Wednesday, April 18, 2007

I will not go quietly
into a world as black as coal.
No, the shadows of apathy
are not found easily on my soul.
Though the angels of the darkness never rest.
They will try to keep me blinded and oppressed.
As long as there's a beating heart inside this chest
I will rage against the dying of the light.
I will wage a war of mercy and I will fight,
Until conviction drowns the weakness that is darkening my sight.
I will rage against the dying of the light.

I see the cold and silent stares.
I'm sick and tired of fighting back.
They're unaffected and unaware.
Without a reason to attack.
I believe it's time to wake up from my dream
If this world is every bit as lost as it would seem.
So I will rise up.
I will kick and I will scream
And I will rage against the dying of the light.
I will wage a war of mercy and I will fight
Until conviction drowns the weakness that is darkening my sight.
I will rage against the dying of the light.

Rage Against the Dying of the Light
-by The Cross Between

Tuesday, April 10, 2007

Where's my peeps at?

gotta share this video that my church ran during our Easter services.
what's it got to do with Easter?... well... nothing really. but it's funny! :-)

Tuesday, April 03, 2007

running the race

about 6 weeks ago, I started running. I've started and stopped many times before, but this time I've managed to stick with it long enough to start building some endurance and enjoying it.

I'm following a training schedule that's supposed to prep someone who's never run before to run a 5k in 3 months or less. A 5k seems like a good first goal.
The first few weeks started out pretty slowly and it wasn't too tough.

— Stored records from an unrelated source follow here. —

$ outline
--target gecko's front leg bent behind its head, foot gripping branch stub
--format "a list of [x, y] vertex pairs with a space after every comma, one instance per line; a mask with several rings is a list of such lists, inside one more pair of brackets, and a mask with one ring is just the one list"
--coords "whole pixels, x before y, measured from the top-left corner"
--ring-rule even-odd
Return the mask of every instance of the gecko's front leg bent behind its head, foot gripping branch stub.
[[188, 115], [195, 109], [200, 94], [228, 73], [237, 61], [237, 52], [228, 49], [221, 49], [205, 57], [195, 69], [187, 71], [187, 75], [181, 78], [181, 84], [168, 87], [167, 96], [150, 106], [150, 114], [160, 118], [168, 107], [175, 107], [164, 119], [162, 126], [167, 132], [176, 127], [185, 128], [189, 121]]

But a couple weeks ago, the training started getting hard as times and distances increased dramatically. In fact, they doubled.
As I was running these longer distances, I began thinking about the Apostle Paul's charge to fellow believers "run the race...". Because the times and distances that I'm running have increased so quickly, I've noticed that there's a definite difference in how I approach running a short distance as opposed to a longer distance. When I'm running a short distance that I know I can handle, I run faster, and I pay a lot less attention to my form and my breathing. But when it comes time for long distances, my approach is completely different. My pace is slower. My breathing is deliberate. And I'm careful to maintain good form. All these are necessary or I get tired too quickly and am sometimes unable to run as long as I'm supposed to.

It's caused me to stop and consider what it means for me to run my race of faith at a pace that will allow me to run for the rest of my life. It's a delicate balance, I think. On the one hand, if I run too quickly, I'll "burn out". On the other hand, if I run too slowly, I won't be forced to stretch. My endurance won't increase, and I won't get any stronger.

Paul told us to "run the race" of faith in such a way that we "win the prize". But I think, more often than not, we don't run with the whole race in mind, but only our current leg. We sprint, eager to reach the finish line, but then we burn out before we even begin the final leg of the race.

I think the right pace is slower than most of us are used to, especially in Western culture. I think we like to believe that if we don't do it all now, it's not going to get done. We think that having a panicked sense of urgency is noble and shows how much we care. But I don't think God has a sense of urgency about things. I think He knows just how and when things are going to happen.

And I often wonder if Jesus felt a sense of urgency. He was certainly far more sensitive to the hurts and the darkness of this world than we will ever be. But did He feel anxious? Did He feel like He could never stop to take a break? I don't think He did. There are so many passages that refer to Jesus spending time alone praying or retreating somewhere to be alone. Maybe He knew that He wasn't supposed to "do it all". Maybe He knew that, even though He was the Son of God, He couldn't do it all. And if He couldn't, why would I think that I could? And moreover, why would I try?